$\omega$- categoricity and algebraic closure

Question

1. Let $\mathcal{M}$ be an infinite structure whcih is also $\omega$-categorical. Let a finite subset $A\subset M$ be given. Under what condition we can conclude that $A\subseteq acl^{\mathcal{M}}(\emptyset)$?

2. What does $\omega$-categoricity tell us about $acl^{\mathcal{M}}(\emptyset)$, in general?

Answer 1

Question 2: It tells us that $\text{acl}^{\mathcal{M}}(\emptyset)$ is finite. More generally, if $\mathcal{M}$ is any model of an $\omega$-categorical theory and $A\subseteq \mathcal{M}$ is finite, then $\text{acl}^M(A)$ is finite.

Proof: Suppose $A = \{a_1,\dots,a_n\}$. If $b\in \text{acl}(A)$, then this is witnessed by an algebraic formula $\varphi(x,a_1,\dots,a_n)$. By Ryll-Nardzewski, there are only finitely many formulas in the variables $x,y_1,\dots,y_n$ up to equivalence, and each algebraic formula has only finitely many solutions, so $\text{acl}(A)$ is finite.
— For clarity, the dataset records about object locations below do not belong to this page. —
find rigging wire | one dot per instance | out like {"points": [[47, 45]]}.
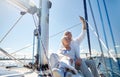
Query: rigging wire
{"points": [[98, 36], [109, 24], [64, 30], [21, 49], [86, 18], [106, 42], [22, 13]]}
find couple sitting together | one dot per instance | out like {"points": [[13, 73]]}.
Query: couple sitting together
{"points": [[68, 57]]}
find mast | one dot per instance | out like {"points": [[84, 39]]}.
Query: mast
{"points": [[86, 18]]}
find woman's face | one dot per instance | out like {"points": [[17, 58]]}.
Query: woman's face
{"points": [[66, 42]]}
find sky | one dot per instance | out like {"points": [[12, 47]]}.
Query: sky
{"points": [[62, 15]]}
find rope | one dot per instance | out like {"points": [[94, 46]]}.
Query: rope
{"points": [[98, 37], [109, 24], [33, 48], [12, 27], [104, 35], [86, 18]]}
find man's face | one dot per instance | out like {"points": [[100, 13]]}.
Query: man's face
{"points": [[69, 35]]}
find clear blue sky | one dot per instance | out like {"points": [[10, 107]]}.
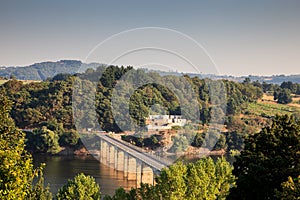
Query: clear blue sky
{"points": [[243, 37]]}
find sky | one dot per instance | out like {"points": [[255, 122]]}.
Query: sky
{"points": [[229, 37]]}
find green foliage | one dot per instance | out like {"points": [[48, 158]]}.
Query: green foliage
{"points": [[82, 187], [16, 168], [284, 97], [289, 189], [120, 194], [204, 179], [268, 158], [43, 140], [39, 191]]}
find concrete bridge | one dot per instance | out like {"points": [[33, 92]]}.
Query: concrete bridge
{"points": [[136, 164]]}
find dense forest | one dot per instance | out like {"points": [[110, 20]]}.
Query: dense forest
{"points": [[46, 107], [266, 168]]}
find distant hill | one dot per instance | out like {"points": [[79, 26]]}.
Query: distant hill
{"points": [[44, 70]]}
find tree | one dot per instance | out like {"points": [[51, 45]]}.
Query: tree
{"points": [[16, 168], [209, 180], [82, 187], [289, 189], [268, 159], [204, 179], [284, 97], [43, 140], [39, 191]]}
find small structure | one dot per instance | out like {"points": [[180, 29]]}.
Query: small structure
{"points": [[164, 122]]}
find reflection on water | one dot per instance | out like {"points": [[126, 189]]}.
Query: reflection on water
{"points": [[61, 168]]}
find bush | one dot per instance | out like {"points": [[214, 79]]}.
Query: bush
{"points": [[82, 187]]}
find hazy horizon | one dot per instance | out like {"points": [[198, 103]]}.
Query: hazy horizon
{"points": [[242, 38]]}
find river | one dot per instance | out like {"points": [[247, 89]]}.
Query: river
{"points": [[61, 168]]}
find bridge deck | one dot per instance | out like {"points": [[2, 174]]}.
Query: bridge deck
{"points": [[146, 158]]}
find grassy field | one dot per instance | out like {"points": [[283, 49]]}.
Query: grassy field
{"points": [[264, 108]]}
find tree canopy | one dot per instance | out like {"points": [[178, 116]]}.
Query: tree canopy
{"points": [[269, 158]]}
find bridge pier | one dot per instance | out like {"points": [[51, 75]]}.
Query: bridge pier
{"points": [[131, 169], [147, 175], [121, 158], [125, 164], [138, 173], [111, 161]]}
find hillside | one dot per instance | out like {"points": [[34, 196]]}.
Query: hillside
{"points": [[44, 70]]}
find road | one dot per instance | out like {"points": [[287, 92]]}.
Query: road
{"points": [[144, 157]]}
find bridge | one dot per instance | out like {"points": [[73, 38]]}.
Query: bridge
{"points": [[137, 165]]}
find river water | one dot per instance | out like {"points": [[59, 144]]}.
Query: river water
{"points": [[61, 168]]}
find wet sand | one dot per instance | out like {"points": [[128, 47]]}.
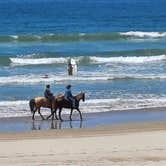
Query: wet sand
{"points": [[22, 124], [135, 144], [119, 142]]}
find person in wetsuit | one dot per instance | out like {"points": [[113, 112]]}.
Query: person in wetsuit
{"points": [[68, 95], [48, 94]]}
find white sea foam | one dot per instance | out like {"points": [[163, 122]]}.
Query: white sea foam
{"points": [[143, 59], [33, 61], [35, 79], [30, 60], [14, 36], [144, 34], [21, 108]]}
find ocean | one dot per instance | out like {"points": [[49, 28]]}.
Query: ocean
{"points": [[119, 47]]}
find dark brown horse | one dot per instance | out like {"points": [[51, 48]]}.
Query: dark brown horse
{"points": [[61, 102], [36, 103]]}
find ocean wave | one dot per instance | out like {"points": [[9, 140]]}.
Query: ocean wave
{"points": [[82, 37], [140, 34], [84, 60], [21, 107], [84, 76]]}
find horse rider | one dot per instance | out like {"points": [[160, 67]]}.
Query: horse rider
{"points": [[48, 94], [68, 95]]}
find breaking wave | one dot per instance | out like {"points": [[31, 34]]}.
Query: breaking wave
{"points": [[91, 59], [21, 107], [97, 76], [82, 37]]}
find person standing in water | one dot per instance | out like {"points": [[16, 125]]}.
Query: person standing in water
{"points": [[48, 94], [72, 67], [68, 96]]}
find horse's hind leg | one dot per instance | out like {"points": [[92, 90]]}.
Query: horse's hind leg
{"points": [[41, 114]]}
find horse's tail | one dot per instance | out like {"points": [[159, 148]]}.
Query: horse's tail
{"points": [[32, 105]]}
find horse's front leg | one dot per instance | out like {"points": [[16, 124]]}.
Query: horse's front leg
{"points": [[60, 110], [71, 112], [52, 113], [41, 114], [33, 116], [79, 113]]}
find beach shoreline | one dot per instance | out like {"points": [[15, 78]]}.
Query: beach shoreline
{"points": [[135, 144]]}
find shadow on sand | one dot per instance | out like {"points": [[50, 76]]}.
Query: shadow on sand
{"points": [[55, 124]]}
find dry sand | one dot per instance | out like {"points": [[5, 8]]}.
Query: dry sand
{"points": [[128, 144]]}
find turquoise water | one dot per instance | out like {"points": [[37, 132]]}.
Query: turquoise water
{"points": [[120, 49]]}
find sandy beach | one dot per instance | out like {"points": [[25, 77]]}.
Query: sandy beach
{"points": [[123, 144]]}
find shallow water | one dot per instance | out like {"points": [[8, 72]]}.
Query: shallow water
{"points": [[89, 120], [120, 52]]}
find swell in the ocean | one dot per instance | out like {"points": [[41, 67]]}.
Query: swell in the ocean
{"points": [[21, 107], [30, 79], [91, 59], [83, 37]]}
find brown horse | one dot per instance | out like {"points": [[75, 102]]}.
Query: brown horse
{"points": [[61, 102], [36, 103]]}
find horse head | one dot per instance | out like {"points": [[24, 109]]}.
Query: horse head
{"points": [[80, 96]]}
Question 1: As Noah says in this comments, it's not clear what kind of answer you're hoping for here. But here is one way to answer the question: If $\mathcal{M}$ is the unique countably infinite model of an $\omega$-categorical theory (or more generally if it is a strongly $\omega$-homogeneous model of this theory), then $A\subseteq \text{acl}^\mathcal{M}(\emptyset)$ if and only if $A$ is finite and the orbit of $A$ under the action of $\text{Aut}(\mathcal{M})$ is finite.

Proof: Suppose $A\subseteq \text{acl}(\emptyset)$. Since $\text{acl}(\emptyset)$ is finite, $A$ is finite. For each $a\in A$, there is some algebraic formula $\varphi(x)$ satisfied by $a$, and hence by every element in the orbit of $a$ under the action of $\text{Aut}(\mathcal{M})$. So the orbit of $a$ is finite. Since $A$ has finitely many elements, each of which has finite orbit, the orbit of $A$ as a set is also finite.

Conversely, suppose $A\not\subseteq \text{acl}(\emptyset)$. Then there is some $a\in A$ with $a\notin \text{acl}(\emptyset)$, so $\text{tp}(a/\emptyset)$ has infinitely many realizations. And for any $a'$ realizing $\text{tp}(a/\emptyset)$, there is an automorphism $\sigma\in \text{Aut}(\mathcal{M})$ with $\sigma(a) = a'$, since $\mathcal{M}$ is strongly $\omega$-homogeneous. It follows then that $A$ is infinite or has infinite orbit as a set.